In many ways, The Sims Medieval reinvents the original Sims' sprawling epic tale of the mundane moments in day-to-day life. Now it's at once simpler and more dramatic. It strips away so much, and yet it adds so much more. It is the Sims game for people who don't like The Sims and especially for those who do. It's brilliant.
Along with bigger boxes, the Sims series has progressed in terms of gameplay. It all started as Will Wright's aimless time management sandbox with virtual dolls. And from there, it morphed into increasingly goal-oriented gameplay, each Sims better than the last (Electronic Arts' occasional expansion pack shenanigans notwithstanding). The Sims Medieval is the best the gameplay has ever been in a Sims game, combining the focus and whimsy of some of the Sims console versions with the scale and freedom of the PC versions.
A die-hard Sims fan might panic a little to see sims' stats pared down so sharply. Where are the gauges to monitor fun, peeing, friendship, and comfort? But in Sims Medieval, everything is focused on an aptly named focus meter. A sim has a food and sleep bar, but everything beyond that is collected into a set of clever, sometimes funny, and sometimes even bawdy buffs or debuffs. It's all here, but it's not nearly as strident.

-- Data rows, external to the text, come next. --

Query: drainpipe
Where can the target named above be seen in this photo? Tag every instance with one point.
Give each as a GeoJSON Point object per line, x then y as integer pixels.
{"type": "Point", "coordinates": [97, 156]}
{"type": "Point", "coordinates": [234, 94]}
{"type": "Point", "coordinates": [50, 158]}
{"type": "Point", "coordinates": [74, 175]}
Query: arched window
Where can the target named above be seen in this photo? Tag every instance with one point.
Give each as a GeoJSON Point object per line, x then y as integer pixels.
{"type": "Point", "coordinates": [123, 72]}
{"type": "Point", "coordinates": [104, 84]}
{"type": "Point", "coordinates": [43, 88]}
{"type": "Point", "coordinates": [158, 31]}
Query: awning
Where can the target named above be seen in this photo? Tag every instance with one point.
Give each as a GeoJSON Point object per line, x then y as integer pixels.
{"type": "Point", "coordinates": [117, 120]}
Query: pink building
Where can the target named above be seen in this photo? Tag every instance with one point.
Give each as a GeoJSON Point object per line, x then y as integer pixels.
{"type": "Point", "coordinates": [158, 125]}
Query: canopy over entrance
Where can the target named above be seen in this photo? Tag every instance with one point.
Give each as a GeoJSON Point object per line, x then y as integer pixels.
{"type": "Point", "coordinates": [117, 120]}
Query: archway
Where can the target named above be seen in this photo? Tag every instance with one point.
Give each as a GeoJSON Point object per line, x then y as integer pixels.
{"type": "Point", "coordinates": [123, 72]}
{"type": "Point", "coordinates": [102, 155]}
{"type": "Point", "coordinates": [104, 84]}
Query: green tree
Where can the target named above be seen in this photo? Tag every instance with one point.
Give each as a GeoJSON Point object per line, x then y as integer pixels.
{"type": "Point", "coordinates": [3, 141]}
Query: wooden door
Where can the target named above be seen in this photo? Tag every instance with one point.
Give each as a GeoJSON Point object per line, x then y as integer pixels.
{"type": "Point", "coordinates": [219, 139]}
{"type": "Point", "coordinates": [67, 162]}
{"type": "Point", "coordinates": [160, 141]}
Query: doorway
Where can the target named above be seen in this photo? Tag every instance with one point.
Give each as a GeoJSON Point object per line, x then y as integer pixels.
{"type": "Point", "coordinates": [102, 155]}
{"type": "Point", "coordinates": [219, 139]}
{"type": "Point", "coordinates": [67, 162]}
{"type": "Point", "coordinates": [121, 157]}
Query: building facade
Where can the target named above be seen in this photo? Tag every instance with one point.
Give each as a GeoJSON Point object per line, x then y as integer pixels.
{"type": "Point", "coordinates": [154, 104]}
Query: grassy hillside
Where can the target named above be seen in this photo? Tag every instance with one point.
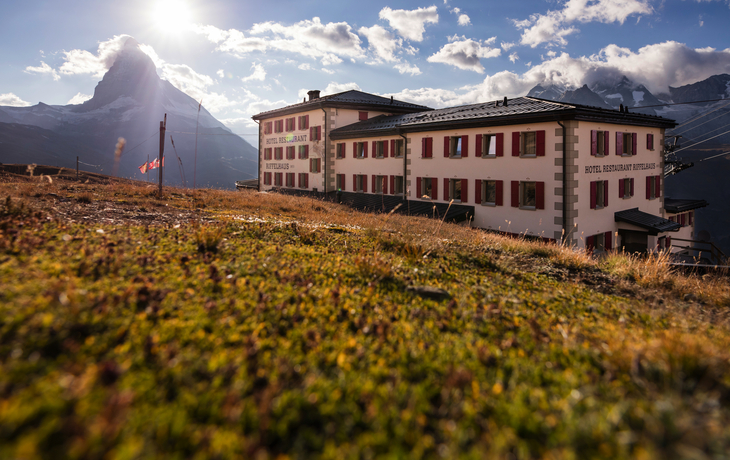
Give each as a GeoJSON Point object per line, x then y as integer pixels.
{"type": "Point", "coordinates": [243, 325]}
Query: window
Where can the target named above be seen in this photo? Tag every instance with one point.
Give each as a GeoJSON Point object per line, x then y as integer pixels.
{"type": "Point", "coordinates": [290, 124]}
{"type": "Point", "coordinates": [303, 122]}
{"type": "Point", "coordinates": [626, 188]}
{"type": "Point", "coordinates": [528, 195]}
{"type": "Point", "coordinates": [397, 148]}
{"type": "Point", "coordinates": [315, 133]}
{"type": "Point", "coordinates": [360, 149]}
{"type": "Point", "coordinates": [303, 180]}
{"type": "Point", "coordinates": [625, 144]}
{"type": "Point", "coordinates": [380, 149]}
{"type": "Point", "coordinates": [599, 194]}
{"type": "Point", "coordinates": [490, 145]}
{"type": "Point", "coordinates": [489, 192]}
{"type": "Point", "coordinates": [653, 187]}
{"type": "Point", "coordinates": [303, 152]}
{"type": "Point", "coordinates": [396, 185]}
{"type": "Point", "coordinates": [528, 144]}
{"type": "Point", "coordinates": [380, 184]}
{"type": "Point", "coordinates": [427, 188]}
{"type": "Point", "coordinates": [360, 182]}
{"type": "Point", "coordinates": [427, 147]}
{"type": "Point", "coordinates": [599, 143]}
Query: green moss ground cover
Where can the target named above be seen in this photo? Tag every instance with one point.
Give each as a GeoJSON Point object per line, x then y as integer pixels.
{"type": "Point", "coordinates": [263, 340]}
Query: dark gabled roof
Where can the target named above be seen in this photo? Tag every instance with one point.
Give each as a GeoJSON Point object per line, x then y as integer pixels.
{"type": "Point", "coordinates": [494, 113]}
{"type": "Point", "coordinates": [349, 99]}
{"type": "Point", "coordinates": [655, 224]}
{"type": "Point", "coordinates": [677, 205]}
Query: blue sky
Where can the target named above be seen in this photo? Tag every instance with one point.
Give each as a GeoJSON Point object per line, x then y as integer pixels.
{"type": "Point", "coordinates": [243, 57]}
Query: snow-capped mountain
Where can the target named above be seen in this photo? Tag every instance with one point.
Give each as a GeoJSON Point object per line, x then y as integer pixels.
{"type": "Point", "coordinates": [129, 102]}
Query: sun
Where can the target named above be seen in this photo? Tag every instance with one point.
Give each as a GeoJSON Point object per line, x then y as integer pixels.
{"type": "Point", "coordinates": [171, 16]}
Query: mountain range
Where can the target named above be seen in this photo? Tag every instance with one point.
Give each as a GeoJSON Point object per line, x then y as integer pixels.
{"type": "Point", "coordinates": [129, 102]}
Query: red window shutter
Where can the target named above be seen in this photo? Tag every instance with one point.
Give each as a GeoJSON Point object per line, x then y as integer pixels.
{"type": "Point", "coordinates": [648, 187]}
{"type": "Point", "coordinates": [540, 195]}
{"type": "Point", "coordinates": [515, 194]}
{"type": "Point", "coordinates": [593, 195]}
{"type": "Point", "coordinates": [594, 142]}
{"type": "Point", "coordinates": [540, 135]}
{"type": "Point", "coordinates": [516, 144]}
{"type": "Point", "coordinates": [634, 137]}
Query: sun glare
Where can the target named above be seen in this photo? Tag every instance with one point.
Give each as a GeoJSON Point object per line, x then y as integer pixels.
{"type": "Point", "coordinates": [171, 16]}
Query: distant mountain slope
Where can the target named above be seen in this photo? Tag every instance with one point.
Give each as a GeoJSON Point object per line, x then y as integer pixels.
{"type": "Point", "coordinates": [130, 102]}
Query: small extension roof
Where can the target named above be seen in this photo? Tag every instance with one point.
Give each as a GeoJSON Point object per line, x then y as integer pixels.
{"type": "Point", "coordinates": [676, 206]}
{"type": "Point", "coordinates": [654, 224]}
{"type": "Point", "coordinates": [352, 99]}
{"type": "Point", "coordinates": [494, 113]}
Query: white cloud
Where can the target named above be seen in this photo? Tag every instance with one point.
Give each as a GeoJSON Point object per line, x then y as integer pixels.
{"type": "Point", "coordinates": [258, 73]}
{"type": "Point", "coordinates": [554, 26]}
{"type": "Point", "coordinates": [43, 69]}
{"type": "Point", "coordinates": [10, 99]}
{"type": "Point", "coordinates": [404, 68]}
{"type": "Point", "coordinates": [309, 38]}
{"type": "Point", "coordinates": [466, 54]}
{"type": "Point", "coordinates": [410, 24]}
{"type": "Point", "coordinates": [80, 98]}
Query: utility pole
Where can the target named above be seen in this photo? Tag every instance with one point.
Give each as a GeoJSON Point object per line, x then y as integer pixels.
{"type": "Point", "coordinates": [163, 126]}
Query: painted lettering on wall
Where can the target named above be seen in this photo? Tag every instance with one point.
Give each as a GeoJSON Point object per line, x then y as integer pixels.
{"type": "Point", "coordinates": [620, 168]}
{"type": "Point", "coordinates": [278, 166]}
{"type": "Point", "coordinates": [288, 139]}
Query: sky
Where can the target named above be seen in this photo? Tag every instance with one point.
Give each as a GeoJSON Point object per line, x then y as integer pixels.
{"type": "Point", "coordinates": [243, 57]}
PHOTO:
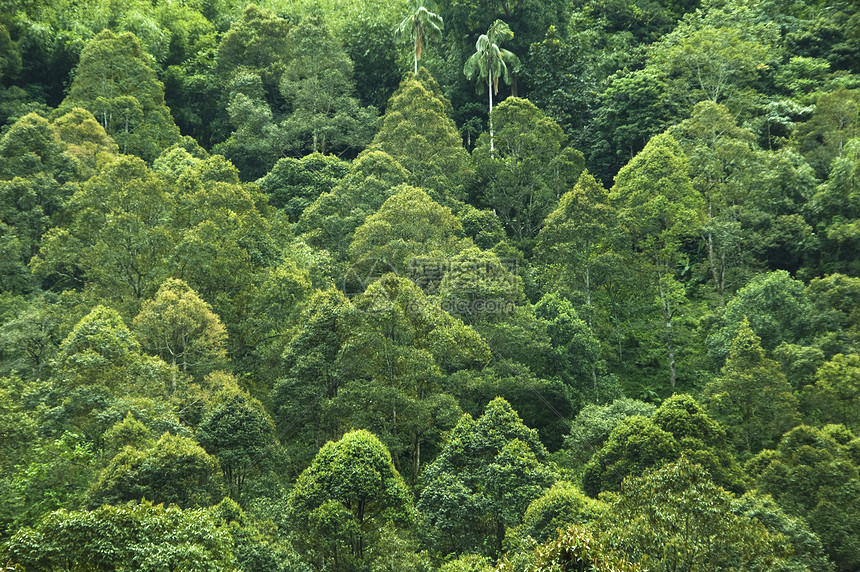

This streamlined system lets you play differently for different types of sims, who have different traits, and different classes, and different daily responsibilities, all in the pursuit of staying focused. Your priest has to give a sermon and pray. Your knight has to train and go on patrols. Your physician needs to apply leeches to sick sims. Your blacksmith has to make swords for customers. Your king has to listen to petitions and write laws. Your bard crafts poems and puts on plays.
All the stuff of a Medieval fantasy life is doled out among your set of sims, and at any given time, you're playing a single sim on the quest of your choice. Will you slay the dragon with your knight, or charm it with your bard? Will your king negotiate a treaty with another kingdom, or will your merchant open a trade route? Will your priest pray to find a missing child or will your spy search the underworld for him?